It's high time to debunk Spring. In the name of 'Dependency Injection' many Java developers still create complex, monolithic and - first of all - untestable applications with this framework. In fact, Spring adds another layer of complexity on top of Java EE without real benefit. It fosters Anti-Patterns like 'Dependency Injection' that give you the illusion of modularity but instead create dependencies within the application ('Dependency Injection' needs to be taken literally).

2 comments

I'm pretty good with Spring and have even given trainings on it and I'd argue that Spring's main problem is that it needs to be seen in the right context: a poor man's DSL for declarative system configuration (it is last 10 years old after all.)

That it creates untestable applications seems like completely nonsensical FUD however since the entire point of Spring is to keep code easily testable. Spring is an almost direct response to the lack of testability of the ServiceLocator anti-pattern.

I'm not saying you can't make untestable code in Spring, but if you do the problem is most likely more with the people than with Spring.

I've done a lot of Spring side work and your first paragraph is the best explanation I've ever read for the framework.

I also agree that if you can't test Spring code you are doing something wrong. I get the frustration with having to create test harnesses for some things, and the SpringJ4Unit stuff oftentimes feels a bit too magical, but I've never seen well written Spring code that wasn't easily testable at the both the class and module functionality layer.

With Spring you can easily test your empty mocked-out shells. Great!
"It fosters Anti-Patterns like 'Dependency Injection' that give you the illusion of modularity but instead create dependencies within the application ('Dependency Injection' needs to be taken literally)."

What? Any system with separated modules is going to have dependencies. At least with DI, classes are written to a interface and different versions easily be swapped in and out.

> Any system with separated modules is going to have dependencies.

Thank you. I thought I was the only doing my nut in over "I've done DI, now I have all the same dependencies" ... adds DIC ... "Now I have all the same dependencies but higher up, and.. oh I need to add logging to 80% of the objects" [Goes to kill myself]

I have OCD about writing beautiful code. The more I try, it seems to real world prevents it from happening.

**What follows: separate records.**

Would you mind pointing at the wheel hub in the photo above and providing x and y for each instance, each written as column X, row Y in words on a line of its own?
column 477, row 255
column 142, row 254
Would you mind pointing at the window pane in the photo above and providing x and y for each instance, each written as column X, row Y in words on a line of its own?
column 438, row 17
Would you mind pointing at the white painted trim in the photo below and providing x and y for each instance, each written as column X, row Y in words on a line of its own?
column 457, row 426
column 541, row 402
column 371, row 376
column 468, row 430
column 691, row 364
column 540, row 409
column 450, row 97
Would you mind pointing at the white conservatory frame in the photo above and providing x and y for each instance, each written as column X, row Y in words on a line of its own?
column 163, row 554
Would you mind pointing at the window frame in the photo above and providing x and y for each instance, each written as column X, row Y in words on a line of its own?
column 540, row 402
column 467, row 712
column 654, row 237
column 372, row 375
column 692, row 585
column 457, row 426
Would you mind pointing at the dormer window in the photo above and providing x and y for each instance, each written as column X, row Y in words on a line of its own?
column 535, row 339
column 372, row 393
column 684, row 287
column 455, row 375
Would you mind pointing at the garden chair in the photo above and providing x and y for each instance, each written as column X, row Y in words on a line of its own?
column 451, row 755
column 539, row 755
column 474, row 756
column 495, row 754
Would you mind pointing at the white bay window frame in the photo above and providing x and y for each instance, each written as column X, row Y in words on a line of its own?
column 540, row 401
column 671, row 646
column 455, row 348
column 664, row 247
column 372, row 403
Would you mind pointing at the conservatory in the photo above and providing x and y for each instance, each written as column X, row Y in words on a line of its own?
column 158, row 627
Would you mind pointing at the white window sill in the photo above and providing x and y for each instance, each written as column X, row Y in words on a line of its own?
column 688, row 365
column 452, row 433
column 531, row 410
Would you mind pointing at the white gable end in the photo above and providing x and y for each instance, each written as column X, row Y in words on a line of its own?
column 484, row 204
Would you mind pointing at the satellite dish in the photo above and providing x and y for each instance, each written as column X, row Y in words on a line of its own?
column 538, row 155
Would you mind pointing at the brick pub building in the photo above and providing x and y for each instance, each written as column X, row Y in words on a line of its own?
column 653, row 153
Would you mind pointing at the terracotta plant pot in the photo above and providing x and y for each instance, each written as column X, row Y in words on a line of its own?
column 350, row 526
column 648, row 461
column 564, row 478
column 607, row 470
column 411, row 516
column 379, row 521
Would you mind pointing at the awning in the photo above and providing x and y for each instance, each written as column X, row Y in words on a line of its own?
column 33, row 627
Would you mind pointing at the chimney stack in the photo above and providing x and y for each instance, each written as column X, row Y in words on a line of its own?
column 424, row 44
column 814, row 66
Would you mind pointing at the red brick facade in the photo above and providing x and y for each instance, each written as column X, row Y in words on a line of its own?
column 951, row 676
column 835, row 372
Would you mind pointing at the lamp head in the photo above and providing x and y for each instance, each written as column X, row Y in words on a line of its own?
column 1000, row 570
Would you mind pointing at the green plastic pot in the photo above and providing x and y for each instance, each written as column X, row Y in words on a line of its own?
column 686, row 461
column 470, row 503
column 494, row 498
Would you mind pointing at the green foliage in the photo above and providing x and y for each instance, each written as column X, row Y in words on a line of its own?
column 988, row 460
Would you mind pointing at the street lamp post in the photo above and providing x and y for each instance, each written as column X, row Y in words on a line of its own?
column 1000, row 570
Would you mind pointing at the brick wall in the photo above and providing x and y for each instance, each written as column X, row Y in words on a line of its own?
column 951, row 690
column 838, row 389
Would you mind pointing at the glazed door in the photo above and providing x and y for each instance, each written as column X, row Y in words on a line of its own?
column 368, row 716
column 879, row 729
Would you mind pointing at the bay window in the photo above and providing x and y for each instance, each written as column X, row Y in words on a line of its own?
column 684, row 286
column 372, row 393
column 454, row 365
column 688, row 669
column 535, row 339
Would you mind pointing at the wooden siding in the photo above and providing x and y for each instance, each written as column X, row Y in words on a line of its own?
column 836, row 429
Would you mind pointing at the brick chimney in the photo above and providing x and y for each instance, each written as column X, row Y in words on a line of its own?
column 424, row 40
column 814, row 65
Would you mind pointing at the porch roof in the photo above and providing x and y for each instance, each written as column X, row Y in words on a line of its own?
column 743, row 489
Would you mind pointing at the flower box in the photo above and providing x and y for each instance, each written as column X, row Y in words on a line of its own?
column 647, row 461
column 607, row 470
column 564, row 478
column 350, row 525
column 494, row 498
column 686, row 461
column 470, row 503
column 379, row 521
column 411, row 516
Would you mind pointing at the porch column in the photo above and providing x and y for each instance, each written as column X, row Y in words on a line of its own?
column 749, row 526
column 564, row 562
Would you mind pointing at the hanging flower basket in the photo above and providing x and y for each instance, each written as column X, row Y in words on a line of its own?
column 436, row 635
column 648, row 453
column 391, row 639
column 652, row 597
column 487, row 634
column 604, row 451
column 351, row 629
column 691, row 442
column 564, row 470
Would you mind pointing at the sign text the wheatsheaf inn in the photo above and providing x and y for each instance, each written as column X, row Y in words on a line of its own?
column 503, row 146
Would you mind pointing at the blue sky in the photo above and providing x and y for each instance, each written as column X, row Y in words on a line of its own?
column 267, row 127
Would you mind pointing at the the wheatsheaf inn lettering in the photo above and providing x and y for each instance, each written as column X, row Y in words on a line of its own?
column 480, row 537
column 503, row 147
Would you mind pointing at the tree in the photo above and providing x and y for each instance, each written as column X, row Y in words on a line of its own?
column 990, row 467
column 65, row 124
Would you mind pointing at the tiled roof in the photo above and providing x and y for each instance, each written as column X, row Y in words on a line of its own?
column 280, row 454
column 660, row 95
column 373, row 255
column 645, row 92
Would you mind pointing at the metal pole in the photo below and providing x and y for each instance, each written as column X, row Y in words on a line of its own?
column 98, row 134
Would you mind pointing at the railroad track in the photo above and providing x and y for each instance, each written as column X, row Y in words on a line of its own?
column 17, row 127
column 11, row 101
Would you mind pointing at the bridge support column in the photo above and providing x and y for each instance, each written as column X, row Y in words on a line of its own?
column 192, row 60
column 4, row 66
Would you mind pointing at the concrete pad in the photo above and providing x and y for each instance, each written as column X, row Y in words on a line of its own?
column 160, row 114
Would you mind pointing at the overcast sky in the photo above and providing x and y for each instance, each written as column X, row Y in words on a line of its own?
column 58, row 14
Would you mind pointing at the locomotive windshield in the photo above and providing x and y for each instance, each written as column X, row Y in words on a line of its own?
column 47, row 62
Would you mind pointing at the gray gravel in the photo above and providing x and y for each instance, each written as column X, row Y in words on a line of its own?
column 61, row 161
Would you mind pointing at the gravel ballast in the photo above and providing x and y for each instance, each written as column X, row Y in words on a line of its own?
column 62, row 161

Eager to learn so if good demo code, resources, books or I'm missing something (obvious or not) I'm all ears.

Try dependency management instead of dependency injection. Layered, modular, hierarchical design instead of 'anything injected into anything'. Divide and conquer instead of DI spaghetti. Testable independent modules instead of mocked-out stubs...
If you want to promote an alternate paradigm you might want to learn to directly argue in favor of your alternative, tather than randomly attacking things that don't fit your personal aesthetics.

I'm also not particularly enamored with the current state of affairs although my pet peeve is more with the lack of adoption of functional reactive programming. That doesn't mean though that I refuse to acknowledge what (or when) Spring was good for or how it fits into the evolution of the industry.